Kedro helps you build production-ready data and analytics pipelines

These details have not been verified by PyPI

Project links

Project description

kedro-graphql

Overview

Kedro-graphql is a kedro-plugin for serving kedro projects as a graphql api. It leverages Strawberry, FastAPI, and Celery to turn any Kedro project into a GraphqlQL api with features such as:

a distributed task queue
events
- subscribe to pipeline events (status updates) via GraphQL subscriptions
storage
- persist and track all pipelines executed via the API
additional features

flowchart  TB
  api[GraphQL API\n<i>strawberry + FastAPI</i>]
  mongodb[(db: 'pipelines'\ncollection: 'pipelines'\n<i>mongdob</i>)]
  redis[(task queue\n<i>redis</i>)]
  worker[worker\n<i>celery</i>]

  api<-->mongodb
  api<-->redis
  worker<-->mongodb
  worker<-->redis

Figure 1. Architecture

Quickstart

Install kedro-graphql into your kedro project environnment.

pip install kedro_graphql

Start the redis and mongo services using this docker-compose.yaml.

docker-compose up -d

Start the api server.

kedro gql

Start a worker (in another terminal).

kedro gql -w

Navigate to http://127.0.0.1:5000/graphql to access the graphql interface.

strawberry-ui

The docker-compose.yaml includes mongo-express and redis-commander services to provide easy acess to MongoDB and redis.

Navigate to http://127.0.0.1:8082 to access mongo-express interface.

mongo-express-ui

Navigate to http://127.0.0.1:8081 to access the redis-commander interface.
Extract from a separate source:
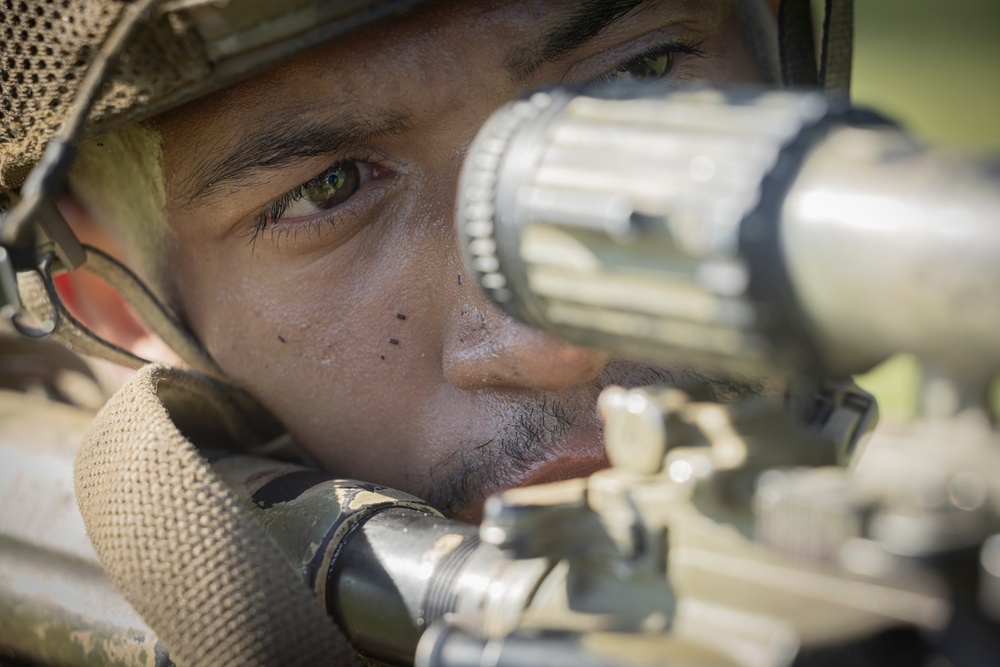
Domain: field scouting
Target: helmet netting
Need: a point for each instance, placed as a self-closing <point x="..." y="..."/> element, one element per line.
<point x="45" y="48"/>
One can access the task queues created and managed by Celery.

redis-commander-ui

Example

The kedro-graphl package contains an very simple example pipeline called "example00".

Setup

Clone the kedro-graphql repository.

git clone git@github.com:opensean/kedro-graphql.git

Create a virtualenv and activate it.

cd kedro-graphql
python3.10 -m venv venv
source venv/bin/activate

Install dependencies.

pip install -r src/requirements.txt

Create a text file.

echo "Hello" > ./data/01_raw/text_in.txt

Start the redis and mongo services.

docker-compose up -d

Start the api server.

kedro gql

Start a worker (in another terminal).

kedro gql -w

Navigate to http://127.0.0.1:5000/graphql to access the graphql interface and execute the following mutation:

mutation MyMutation {
  pipeline(
    pipeline: {name: "example00", parameters: [{name: "example", value: "hello"}, {name: "duration", value: "10"}], inputs: {name: "text_in", type: "text.TextDataSet", filepath: "./data/01_raw/text_in.txt"}, outputs: {name: "text_out", type: "text.TextDataSet", filepath: "./data/02_intermediate/text_out.txt"}}
  ) {
    id
    name
  }
}

Expected response:

{
  "data": {
    "pipeline": {
      "id": "6463991db98d7f8564ab15a0",
      "name": "example00"
    }
  }
}

Now execute the following subscription to track the progress:

subscription MySubscription {
  pipeline(id: "6463991db98d7f8564ab15a0") {
    id
    result
    status
    taskId
    timestamp
    traceback
  }
}

subscription

Fetch the pipeline result with the following query:

query MyQuery {
  pipeline(id: "6463991db98d7f8564ab15a0") {
    describe
    id
    name
    outputs {
      filepath
      name
      type
    }
    inputs {
      filepath
      name
      type
    }
    parameters {
      name
      value
    }
    status
    taskEinfo
    taskException
    taskId
    taskKwargs
    taskRequest
    taskName
    taskResult
    taskTraceback
  }
}

Expected result:

{
  "data": {
    "pipeline": {
      "describe": "#### Pipeline execution order ####\nInputs: parameters, params:example, text_in\n\necho_node\n\nOutputs: text_out\n##################################",
      "id": "6463991db98d7f8564ab15a0",
      "name": "example00",
      "outputs": [
        {
          "filepath": "./data/02_intermediate/text_out.txt",
          "name": "text_out",
          "type": "text.TextDataSet"
        }using 
      ],
      "inputs": [
        {
          "filepath": "./data/01_raw/text_in.txt",
          "name": "text_in",
          "type": "text.TextDataSet"
        }
      ],
      "parameters": [
        {
          "name": "example",
          "value": "hello"
        },
        {
          "name": "duration",
          "value": "10"
        }
      ],
      "status": "SUCCESS",
      "taskEinfo": "None",
      "taskException": null,
      "taskId": "129b4441-6150-4c0b-90df-185c1ec692ea",
      "taskKwargs": "{'name': 'example00', 'inputs': {'text_in': {'type': 'text.TextDataSet', 'filepath': './data/01_raw/text_in.txt'}}, 'outputs': {'text_out': {'type': 'text.TextDataSet', 'filepath': './data/02_intermediate/text_out.txt'}}, 'parameters': {'example': 'hello', 'duration': '10'}}",
      "taskRequest": null,
      "taskName": "<@task: kedro_graphql.tasks.run_pipeline of kedro_graphql at 0x7f29e3e9e500>",
      "taskResult": null,
      "taskTraceback": null
    }
  }
}

One can explore how the pipeline is persisted using the mongo-express interface located here http://127.0.0.1:8082. Pipelines are persisted in the "pipelines" collection of the "pipelines" database.

mongo-express-pipeline

mongo-express-pipeline-doc

Features

Extensible API

The api generated by this tool can be extended using decorators.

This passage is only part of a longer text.